GUIDEcx - Notice history

All systems operational

100% - uptime

Workato Website - Operational

Workato Email notifications - Operational

Workbot for Teams - Operational

Workbot for Slack - Operational

Recipe runtime for job execution - Operational

Recipe Webhook ingestion - Operational

Recipe API gateway - Operational

Notice history

Oct 2024

Core API Services Unavailable
  • Resolved
    Update

    RCA

    Summary:

    The GUIDEcx API services run on AWS ECS Clusters, supported by Auto Scaling Group (ASG) configurations for managing EC2 instances and ECS task placement. On October 8, 2024, the engineering team noticed that the ECS Cluster was not provisioning or de-provisioning EC2 instances correctly, which could potentially impact the ability of API services to scale according to demand. After refreshing the EC2 instances for the primary cluster, services appeared healthy and were scaling as expected.

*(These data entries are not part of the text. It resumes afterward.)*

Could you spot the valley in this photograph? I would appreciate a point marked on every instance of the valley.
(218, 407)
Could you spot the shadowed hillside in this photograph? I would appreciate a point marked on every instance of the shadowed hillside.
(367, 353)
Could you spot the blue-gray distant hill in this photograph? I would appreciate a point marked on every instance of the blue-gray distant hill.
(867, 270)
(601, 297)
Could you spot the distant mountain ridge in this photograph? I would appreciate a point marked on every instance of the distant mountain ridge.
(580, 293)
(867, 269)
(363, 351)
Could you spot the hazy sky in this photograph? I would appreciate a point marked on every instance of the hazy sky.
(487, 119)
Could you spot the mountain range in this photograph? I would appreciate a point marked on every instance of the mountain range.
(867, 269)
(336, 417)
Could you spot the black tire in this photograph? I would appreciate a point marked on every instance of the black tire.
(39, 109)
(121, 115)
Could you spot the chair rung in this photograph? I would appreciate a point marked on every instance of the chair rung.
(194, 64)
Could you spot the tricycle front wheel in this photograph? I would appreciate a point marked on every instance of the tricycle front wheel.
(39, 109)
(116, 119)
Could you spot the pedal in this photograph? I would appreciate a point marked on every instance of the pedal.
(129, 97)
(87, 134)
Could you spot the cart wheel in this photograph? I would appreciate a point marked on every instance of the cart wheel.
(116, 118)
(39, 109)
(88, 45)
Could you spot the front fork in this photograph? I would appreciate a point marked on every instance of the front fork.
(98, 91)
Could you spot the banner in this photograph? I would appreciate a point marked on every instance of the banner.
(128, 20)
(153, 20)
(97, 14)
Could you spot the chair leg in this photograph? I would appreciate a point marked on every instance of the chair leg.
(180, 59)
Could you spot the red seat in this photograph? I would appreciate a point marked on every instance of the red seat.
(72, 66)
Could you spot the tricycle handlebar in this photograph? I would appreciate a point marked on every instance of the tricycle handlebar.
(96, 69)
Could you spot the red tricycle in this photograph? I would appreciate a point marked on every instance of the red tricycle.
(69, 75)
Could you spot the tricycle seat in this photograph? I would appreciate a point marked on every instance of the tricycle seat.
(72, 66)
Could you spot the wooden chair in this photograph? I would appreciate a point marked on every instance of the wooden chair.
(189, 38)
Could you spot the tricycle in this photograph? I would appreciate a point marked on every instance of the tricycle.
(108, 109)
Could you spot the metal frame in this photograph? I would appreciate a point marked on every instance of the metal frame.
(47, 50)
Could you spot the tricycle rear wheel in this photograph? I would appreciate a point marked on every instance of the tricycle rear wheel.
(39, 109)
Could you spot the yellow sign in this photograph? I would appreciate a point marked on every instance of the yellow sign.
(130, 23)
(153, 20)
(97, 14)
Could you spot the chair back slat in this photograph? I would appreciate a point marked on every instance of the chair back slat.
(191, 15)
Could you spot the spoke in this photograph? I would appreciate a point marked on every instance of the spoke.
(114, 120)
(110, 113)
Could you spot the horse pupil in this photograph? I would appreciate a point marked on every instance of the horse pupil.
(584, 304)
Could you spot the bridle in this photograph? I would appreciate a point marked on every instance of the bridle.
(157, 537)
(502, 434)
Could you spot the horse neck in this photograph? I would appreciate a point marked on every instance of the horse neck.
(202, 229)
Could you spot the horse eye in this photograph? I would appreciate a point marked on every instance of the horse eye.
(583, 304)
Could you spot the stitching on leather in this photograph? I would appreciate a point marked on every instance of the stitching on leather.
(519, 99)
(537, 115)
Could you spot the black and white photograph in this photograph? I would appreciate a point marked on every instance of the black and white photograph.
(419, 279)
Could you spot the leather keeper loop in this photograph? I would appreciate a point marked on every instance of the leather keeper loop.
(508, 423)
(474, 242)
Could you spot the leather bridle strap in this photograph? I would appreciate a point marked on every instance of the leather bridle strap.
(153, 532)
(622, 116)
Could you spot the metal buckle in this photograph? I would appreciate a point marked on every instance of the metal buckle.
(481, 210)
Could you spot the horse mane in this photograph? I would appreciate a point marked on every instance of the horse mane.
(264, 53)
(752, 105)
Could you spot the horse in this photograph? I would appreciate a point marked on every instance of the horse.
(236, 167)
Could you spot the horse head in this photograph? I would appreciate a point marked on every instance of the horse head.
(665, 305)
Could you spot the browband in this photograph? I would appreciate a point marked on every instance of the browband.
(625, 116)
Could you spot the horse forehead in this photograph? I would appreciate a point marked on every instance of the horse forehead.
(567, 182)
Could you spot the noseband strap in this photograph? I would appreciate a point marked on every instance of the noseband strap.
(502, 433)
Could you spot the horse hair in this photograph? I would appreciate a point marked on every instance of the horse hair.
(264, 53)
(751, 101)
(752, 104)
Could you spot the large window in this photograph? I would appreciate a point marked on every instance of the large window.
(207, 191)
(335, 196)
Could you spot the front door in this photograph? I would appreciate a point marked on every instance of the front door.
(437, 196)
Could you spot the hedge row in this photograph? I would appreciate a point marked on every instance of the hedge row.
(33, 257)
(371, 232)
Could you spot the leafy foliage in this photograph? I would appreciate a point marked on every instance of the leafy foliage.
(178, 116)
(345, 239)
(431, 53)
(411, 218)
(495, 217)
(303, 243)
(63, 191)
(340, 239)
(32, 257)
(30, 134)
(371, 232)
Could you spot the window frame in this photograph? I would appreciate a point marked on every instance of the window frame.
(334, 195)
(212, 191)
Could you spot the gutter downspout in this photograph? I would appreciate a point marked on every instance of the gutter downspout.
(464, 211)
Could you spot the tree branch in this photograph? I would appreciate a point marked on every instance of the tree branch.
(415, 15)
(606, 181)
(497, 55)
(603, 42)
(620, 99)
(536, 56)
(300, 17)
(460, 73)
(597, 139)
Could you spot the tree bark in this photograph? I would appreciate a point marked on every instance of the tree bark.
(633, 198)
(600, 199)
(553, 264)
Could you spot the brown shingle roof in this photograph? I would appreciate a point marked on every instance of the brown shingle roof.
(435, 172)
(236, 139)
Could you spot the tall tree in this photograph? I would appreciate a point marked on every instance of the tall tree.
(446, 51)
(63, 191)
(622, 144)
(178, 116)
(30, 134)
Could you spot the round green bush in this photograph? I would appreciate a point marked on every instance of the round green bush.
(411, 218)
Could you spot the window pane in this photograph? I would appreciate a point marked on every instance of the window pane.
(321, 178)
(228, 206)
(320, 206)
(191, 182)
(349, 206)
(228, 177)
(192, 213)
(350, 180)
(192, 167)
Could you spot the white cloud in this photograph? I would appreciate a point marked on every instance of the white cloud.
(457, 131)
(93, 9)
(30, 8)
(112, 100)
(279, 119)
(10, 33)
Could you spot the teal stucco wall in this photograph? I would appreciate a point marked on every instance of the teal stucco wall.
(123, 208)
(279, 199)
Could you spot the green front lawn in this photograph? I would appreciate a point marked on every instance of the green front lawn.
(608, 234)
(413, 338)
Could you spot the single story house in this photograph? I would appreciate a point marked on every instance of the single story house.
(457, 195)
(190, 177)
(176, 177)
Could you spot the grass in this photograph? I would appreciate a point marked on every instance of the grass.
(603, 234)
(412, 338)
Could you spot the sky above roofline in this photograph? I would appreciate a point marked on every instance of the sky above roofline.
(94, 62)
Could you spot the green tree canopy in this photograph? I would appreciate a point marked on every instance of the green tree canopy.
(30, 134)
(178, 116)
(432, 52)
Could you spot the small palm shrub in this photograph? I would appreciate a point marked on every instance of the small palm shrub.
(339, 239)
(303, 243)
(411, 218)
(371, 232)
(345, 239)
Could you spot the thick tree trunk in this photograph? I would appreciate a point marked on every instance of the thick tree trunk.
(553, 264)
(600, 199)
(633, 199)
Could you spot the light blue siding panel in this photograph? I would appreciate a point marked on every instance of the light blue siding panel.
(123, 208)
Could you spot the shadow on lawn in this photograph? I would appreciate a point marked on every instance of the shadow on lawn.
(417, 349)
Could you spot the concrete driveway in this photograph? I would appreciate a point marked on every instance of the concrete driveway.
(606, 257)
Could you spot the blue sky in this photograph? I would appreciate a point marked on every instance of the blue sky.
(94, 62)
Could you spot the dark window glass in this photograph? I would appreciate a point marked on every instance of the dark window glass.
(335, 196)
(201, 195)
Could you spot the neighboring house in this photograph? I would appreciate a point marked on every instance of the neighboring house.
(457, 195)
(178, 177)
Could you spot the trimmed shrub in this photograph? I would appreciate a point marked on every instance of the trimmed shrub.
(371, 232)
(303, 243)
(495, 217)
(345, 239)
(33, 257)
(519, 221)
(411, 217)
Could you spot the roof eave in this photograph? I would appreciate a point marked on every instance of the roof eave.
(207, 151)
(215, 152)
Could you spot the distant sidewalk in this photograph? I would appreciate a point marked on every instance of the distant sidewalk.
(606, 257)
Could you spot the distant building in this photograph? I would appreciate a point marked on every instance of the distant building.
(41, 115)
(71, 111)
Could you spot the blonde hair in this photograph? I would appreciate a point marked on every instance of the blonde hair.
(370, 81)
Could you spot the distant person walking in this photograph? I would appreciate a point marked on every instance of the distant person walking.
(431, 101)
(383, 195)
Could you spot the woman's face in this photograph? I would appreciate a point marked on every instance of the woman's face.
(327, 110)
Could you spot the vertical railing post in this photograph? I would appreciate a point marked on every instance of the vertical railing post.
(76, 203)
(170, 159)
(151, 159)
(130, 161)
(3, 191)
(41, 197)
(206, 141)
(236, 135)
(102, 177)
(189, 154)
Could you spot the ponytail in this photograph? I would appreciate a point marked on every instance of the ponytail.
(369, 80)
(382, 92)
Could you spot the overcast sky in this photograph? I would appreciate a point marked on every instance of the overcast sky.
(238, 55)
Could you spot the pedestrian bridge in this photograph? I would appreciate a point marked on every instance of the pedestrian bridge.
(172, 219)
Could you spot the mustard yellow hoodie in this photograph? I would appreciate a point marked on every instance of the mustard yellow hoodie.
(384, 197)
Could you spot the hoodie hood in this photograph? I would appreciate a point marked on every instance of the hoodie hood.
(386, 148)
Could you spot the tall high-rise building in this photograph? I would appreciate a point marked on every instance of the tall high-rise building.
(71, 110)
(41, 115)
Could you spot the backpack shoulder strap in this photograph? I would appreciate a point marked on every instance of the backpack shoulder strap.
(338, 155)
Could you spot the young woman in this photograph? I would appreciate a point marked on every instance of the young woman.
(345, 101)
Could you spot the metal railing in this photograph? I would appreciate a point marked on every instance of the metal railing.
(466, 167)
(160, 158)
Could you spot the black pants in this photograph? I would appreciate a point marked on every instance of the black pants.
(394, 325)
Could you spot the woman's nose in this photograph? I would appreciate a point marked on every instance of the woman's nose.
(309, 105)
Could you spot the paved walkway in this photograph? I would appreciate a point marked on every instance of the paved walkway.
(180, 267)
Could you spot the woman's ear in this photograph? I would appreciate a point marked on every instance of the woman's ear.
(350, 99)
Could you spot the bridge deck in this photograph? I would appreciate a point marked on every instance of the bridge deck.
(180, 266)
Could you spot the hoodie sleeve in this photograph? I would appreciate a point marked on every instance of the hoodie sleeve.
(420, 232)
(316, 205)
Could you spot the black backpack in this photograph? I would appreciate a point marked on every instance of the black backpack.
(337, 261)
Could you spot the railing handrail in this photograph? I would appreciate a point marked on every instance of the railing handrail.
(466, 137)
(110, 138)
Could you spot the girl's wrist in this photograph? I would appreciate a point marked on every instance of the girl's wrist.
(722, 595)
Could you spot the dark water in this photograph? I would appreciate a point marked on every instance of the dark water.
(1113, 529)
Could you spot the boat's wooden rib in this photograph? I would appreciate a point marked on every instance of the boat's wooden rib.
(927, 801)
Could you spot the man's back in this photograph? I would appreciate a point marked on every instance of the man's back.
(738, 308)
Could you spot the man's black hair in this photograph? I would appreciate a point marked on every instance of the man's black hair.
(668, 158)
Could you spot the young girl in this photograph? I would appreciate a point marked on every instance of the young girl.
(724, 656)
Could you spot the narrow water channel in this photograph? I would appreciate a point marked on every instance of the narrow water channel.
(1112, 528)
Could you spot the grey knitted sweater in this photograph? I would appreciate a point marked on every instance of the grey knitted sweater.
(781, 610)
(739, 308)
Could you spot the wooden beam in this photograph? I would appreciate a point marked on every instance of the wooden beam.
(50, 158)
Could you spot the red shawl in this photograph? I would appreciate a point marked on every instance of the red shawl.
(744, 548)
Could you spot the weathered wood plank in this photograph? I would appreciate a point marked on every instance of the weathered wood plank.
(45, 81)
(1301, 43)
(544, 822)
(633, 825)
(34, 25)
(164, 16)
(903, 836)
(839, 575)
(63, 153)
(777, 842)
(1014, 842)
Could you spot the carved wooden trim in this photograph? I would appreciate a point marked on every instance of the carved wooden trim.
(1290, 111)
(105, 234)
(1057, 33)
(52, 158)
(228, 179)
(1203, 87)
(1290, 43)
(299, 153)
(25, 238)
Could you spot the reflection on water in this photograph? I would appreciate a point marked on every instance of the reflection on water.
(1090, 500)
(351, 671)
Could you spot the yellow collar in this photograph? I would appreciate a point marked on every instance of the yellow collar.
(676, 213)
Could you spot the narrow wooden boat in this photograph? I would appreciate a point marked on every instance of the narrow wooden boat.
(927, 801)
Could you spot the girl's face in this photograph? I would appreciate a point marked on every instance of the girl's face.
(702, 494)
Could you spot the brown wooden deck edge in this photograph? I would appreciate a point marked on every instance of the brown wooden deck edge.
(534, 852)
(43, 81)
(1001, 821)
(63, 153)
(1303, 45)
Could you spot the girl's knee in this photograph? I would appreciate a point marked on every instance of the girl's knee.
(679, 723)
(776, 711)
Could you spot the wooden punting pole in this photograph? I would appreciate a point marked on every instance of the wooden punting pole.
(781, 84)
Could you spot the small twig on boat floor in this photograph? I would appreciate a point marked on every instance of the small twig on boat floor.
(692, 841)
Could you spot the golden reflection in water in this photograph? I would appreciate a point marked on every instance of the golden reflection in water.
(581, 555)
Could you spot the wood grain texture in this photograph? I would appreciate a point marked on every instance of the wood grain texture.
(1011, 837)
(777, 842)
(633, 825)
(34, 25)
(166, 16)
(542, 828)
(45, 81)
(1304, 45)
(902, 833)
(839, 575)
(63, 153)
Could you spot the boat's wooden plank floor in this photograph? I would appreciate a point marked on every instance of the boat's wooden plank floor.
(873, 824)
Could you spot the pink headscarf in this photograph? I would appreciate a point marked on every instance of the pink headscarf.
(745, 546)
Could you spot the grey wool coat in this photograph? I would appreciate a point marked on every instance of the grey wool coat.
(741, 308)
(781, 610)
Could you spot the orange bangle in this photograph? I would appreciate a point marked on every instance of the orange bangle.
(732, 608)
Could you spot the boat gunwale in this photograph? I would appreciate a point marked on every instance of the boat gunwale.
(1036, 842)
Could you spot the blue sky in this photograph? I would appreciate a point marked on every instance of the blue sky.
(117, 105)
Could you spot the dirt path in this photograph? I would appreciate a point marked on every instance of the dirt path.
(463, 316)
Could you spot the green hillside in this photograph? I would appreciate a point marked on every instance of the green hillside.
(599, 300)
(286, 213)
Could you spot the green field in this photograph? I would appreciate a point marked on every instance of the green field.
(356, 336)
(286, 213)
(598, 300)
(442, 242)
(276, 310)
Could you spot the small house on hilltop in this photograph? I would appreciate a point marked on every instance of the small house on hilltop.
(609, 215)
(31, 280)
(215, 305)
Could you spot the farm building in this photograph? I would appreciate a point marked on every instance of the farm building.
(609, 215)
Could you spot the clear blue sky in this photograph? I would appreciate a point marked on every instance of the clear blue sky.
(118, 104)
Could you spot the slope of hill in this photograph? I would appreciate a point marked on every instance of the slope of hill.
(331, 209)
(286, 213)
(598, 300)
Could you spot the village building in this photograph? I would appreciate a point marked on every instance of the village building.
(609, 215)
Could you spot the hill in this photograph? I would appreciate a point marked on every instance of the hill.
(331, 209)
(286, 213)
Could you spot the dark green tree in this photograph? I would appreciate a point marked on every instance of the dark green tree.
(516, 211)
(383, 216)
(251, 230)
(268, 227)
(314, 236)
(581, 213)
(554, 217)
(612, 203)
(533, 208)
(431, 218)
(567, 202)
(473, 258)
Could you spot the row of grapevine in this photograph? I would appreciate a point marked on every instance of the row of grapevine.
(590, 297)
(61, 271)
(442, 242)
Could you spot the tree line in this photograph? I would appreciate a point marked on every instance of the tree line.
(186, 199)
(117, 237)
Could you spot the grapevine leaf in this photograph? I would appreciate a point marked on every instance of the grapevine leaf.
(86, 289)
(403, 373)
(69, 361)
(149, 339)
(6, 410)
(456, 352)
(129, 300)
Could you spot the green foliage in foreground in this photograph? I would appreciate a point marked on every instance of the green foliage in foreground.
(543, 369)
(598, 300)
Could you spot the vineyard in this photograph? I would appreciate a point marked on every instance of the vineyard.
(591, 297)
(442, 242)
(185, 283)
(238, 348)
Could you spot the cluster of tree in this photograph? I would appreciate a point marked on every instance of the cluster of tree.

    However, around 12:00 AM EDT, the clusters returned to an unhealthy state, causing ECS to remove EC2 instances that had active services running on them. This issue compounded as the cluster's unhealthy state prevented GUIDEcx services from automatically scaling back up, leaving all services stuck in a "Pending" status and resulting in a system-wide outage of GUIDEcx API services.

    Resolution:

    The issue was resolved by refreshing the EC2 instances in the ASG and ensuring that “Scale In Protection” was being applied correctly to new instances. This allowed the "Pending" ECS Cluster apps to start on the newly restarted instances.

    Incident Timeline (in EDT):

    • 11:45 PM, October 8: Configuration changes were made to the ASG to address down-scaling issues.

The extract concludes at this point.